Perhaps she could blackmail him into giving it back?

No, that's too complicated and she didn't want to make this a bigger problem than it needed.

Or, she could probably create an elaborate heist and take it right under his nose without him even noticing?

No, she was not James Bond, unfortunately.

Maybe if she just kept begging and begging him to the point he gets so annoyed that he wants to pull his hair out of his head, he'd actually give it back?

Yeah... yeah, that'll surely work.

It was like she couldn't even think. If Descamps didn't give it back or worse—destroyed it, threw it away, ruined it—she would have lost years worth of internal thoughts, written memories of a reader's feelings, sentimental scribbles, underlined prose, and evidence that her father had even a sense of humanity written all over those pages.
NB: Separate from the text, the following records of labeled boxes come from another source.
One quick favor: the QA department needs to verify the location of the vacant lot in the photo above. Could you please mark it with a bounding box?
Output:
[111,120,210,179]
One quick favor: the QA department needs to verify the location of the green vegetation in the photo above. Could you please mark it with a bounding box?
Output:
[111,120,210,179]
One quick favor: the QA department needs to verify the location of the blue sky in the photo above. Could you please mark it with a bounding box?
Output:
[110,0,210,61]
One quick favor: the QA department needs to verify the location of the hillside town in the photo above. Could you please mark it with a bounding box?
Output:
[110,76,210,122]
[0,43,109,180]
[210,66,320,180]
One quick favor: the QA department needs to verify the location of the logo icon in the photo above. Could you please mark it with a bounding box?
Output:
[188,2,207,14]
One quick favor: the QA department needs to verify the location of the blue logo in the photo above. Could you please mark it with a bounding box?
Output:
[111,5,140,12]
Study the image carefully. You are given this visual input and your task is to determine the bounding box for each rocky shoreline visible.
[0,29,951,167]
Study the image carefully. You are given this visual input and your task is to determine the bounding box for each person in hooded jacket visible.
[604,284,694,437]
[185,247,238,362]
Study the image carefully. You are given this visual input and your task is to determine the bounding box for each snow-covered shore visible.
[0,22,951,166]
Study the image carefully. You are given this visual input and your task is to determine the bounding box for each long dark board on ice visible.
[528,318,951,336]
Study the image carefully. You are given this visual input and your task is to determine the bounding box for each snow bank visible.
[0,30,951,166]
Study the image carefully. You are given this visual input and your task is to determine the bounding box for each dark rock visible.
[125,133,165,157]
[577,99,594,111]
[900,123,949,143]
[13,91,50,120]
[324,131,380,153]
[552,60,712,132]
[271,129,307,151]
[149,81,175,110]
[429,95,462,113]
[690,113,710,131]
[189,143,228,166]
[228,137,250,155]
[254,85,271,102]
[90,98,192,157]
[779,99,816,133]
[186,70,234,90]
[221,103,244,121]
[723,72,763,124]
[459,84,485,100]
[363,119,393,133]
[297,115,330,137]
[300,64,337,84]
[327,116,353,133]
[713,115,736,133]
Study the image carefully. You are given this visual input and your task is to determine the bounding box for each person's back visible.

It was a time capsule, a chrysalis of the human condition passed down through three generations all at risk of being lost forever.

     She knows it's not that serious, but god did it scare Juliette. She had never felt so hopeless aside from the time she was shipped over here just a few weeks ago.

Her gaze left the dusty blackboard and fell onto her blank notebook resting upon her desk. Her hand, gripped tightly around her pen until her knuckles bled white and all her veins ached for blood flow, until her tendons ached in agony as her neatly trimmed nails dug into her palm. They threatened to cut deep.

"Perfect marks! Amazing job, Miss Bellemare," Mademoiselle Couret said in English as she slipped her test paper upon her desk. '20' was neatly scribbled at the top corner of the page and Juliette let go of her deathly grip.